Who wants to help me troubleshoot a slow network connection?

[Solved! See the update at the bottom of the post.]

Over the years, I’ve spent more hours than I care to think about delving into the innards of network connections. Sometimes, the solution to slow network throughput is as simple as swapping a cable or updating a driver. But sometimes the problem is more baffling.

It’s so baffling, in fact, that I’m posting this here in hopes that a networking expert (maybe even someone from HP, Intel, or Microsoft) will be able to explain exactly what’s happening.

Over the weekend, I picked up a new HP Pavilion Elite m9600t with a core i7-920 processor. I wiped away the messy Windows Vista installation and replaced it with a clean copy of Windows 7 Ultimate. After a few updates everything appeared to be working fine, until I tried to download a few large files from a server on my local network and discovered that the onboard Intel 82567V-2 Gigabit Ethernet adapter was delivering truly abysmal speeds.

Copying files from the new PC to any other network location were impressively fast. Here’s what the file transfer dialog box looked like for a file copy to the Public folder on that Windows Home Server box:

fast_throughput

That’s truly impressive throughput, with that 4.36GB file (a recorded TV program) copying in under 80 seconds.

But when I reversed the operation and tried to copy that same file to the local PC, the throughput dropped by more than 97%, to roughly 2 MB/sec. I tried different files and folders on different PCs, with similarly depressing results. In some cases transfer speeds were slower than I get on an Internet connection. Yikes!

slow_throughput

This gave me an opportunity to try most of the obvious (and some not-so-obvious) troubleshooting solutions. I’ll write about the details of that process later, but suffice it to say that upgrading to the most recent drivers, forcing the link speed into Full Duplex Gigabit mode, tweaking Windows TCP auto-tuning settings, enabling jumbo frames, and removing or disabling various Windows networking services did no good whatsoever.
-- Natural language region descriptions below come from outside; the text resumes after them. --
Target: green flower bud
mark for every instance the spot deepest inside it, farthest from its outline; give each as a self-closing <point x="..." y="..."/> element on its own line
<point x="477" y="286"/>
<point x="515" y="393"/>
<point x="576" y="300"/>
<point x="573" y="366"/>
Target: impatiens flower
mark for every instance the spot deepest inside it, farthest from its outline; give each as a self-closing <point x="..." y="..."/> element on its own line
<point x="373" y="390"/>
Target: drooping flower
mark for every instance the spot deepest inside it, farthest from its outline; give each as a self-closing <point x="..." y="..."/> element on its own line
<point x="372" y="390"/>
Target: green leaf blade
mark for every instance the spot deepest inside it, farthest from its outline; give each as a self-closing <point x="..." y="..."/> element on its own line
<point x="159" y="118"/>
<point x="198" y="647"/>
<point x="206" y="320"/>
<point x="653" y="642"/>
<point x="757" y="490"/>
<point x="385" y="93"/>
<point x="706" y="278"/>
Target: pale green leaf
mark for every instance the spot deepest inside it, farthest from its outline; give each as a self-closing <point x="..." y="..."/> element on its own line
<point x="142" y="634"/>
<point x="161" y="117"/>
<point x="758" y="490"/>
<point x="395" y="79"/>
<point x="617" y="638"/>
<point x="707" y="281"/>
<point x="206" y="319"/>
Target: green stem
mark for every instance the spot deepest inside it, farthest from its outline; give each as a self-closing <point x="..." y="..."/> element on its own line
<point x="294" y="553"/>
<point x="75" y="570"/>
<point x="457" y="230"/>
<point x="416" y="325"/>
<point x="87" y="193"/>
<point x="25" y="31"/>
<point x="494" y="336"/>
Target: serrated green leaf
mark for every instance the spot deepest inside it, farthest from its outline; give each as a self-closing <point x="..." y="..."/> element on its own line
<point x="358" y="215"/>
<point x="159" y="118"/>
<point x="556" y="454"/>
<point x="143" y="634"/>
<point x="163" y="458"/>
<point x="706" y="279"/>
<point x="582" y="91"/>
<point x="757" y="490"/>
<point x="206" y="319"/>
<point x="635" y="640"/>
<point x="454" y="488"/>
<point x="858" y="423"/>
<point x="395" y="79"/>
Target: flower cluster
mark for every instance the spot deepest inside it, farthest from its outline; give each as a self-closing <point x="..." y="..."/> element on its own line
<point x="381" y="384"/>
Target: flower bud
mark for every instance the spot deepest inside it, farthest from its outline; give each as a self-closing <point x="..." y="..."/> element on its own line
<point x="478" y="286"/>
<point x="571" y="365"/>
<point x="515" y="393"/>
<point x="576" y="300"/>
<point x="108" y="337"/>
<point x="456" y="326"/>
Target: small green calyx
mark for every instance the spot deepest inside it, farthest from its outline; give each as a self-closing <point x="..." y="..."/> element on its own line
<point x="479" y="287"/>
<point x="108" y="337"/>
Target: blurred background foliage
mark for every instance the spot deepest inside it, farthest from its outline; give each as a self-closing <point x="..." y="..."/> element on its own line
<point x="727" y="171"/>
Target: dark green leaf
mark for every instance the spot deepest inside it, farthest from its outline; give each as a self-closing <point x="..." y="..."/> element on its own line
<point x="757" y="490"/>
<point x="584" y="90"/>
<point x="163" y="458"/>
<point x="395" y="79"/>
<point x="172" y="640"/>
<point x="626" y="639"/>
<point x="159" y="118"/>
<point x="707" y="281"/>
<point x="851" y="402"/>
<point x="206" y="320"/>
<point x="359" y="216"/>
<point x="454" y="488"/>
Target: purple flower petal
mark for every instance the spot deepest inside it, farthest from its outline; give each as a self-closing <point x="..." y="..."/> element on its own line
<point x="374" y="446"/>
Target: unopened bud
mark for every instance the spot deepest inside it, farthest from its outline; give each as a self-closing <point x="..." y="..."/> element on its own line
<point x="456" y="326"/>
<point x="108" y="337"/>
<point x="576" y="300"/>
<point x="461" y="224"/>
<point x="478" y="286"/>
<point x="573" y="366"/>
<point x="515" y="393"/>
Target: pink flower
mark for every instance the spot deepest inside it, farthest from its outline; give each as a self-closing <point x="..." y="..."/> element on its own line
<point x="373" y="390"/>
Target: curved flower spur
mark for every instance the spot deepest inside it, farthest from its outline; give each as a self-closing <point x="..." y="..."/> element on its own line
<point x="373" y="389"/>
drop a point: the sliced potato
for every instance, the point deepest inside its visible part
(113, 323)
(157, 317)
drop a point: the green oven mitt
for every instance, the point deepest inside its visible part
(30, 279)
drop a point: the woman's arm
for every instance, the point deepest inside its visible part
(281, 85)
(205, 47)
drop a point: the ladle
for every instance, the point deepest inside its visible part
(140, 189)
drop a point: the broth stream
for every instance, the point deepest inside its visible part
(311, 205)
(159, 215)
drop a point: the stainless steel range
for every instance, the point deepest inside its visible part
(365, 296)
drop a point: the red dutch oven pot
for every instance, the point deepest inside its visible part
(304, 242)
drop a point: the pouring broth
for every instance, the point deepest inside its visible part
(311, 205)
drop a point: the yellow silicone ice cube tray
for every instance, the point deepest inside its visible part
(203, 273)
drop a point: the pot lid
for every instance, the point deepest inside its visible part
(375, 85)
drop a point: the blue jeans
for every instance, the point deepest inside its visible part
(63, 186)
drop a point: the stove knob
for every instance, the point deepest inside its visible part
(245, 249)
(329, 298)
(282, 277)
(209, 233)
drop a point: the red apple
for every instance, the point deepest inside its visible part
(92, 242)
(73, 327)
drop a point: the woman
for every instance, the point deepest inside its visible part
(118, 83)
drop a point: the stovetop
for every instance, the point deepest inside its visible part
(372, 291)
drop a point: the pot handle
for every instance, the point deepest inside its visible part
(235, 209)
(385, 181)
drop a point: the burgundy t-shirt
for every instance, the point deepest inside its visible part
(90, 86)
Eventually, I zeroed in on some esoteric settings for the Ethernet adapter, available from the properties dialog box in Device Manager.

intel_tweaking

Through trial and error, I found that adjusting three settings “unblocked” the connection and allowed receive speeds to zoom to the levels I was seeing in the other direction:

  • Adaptive Inter-Frame Spacing This setting is disabled by default; enabling it, according to the help text, “compensates for excessive Ethernet packet collisions by dynamically controlling back-to-back timing.”
  • Flow Control The default setting is RX and TX Enabled, which means that the adapter responds to and generates flow control frames that tell the other end of the connection to wait. I set it to Tx Only.
  • Interrupt Moderation Rate This setting “moderates or delays the generation of interrupts … to optimize network throughput and network utilization.” Given that this system has a kick-ass i7 with eight core processor processing threads and four cores, I figured I could spare some CPU cycles, so I changed this setting from the default (Adaptive) to Off.

With these settings in place, receive speeds shot up dramatically, to rates that were exactly what I expected from a Gigabit Ethernet connection on a system with fast disks and controllers on either end.

But when the system resumed from sleep or restarted after being shut down, performance was back at those depressingly low levels again, which led to another round of troubleshooting. The settings I had made to the adapter still appeared to be in place when I checked its properties in Device Manager, but it was behaving as though the default settings were in force. After going down more dead ends and through more experimentation, I discovered a remarkable fix: If I restore the default performance settings using the Advanced Adapter Settings dialog box (clicking OK to reset the adapter) and then manually change the adapter settings back to my tweaked setup, performance returns to the speedy levels I expect.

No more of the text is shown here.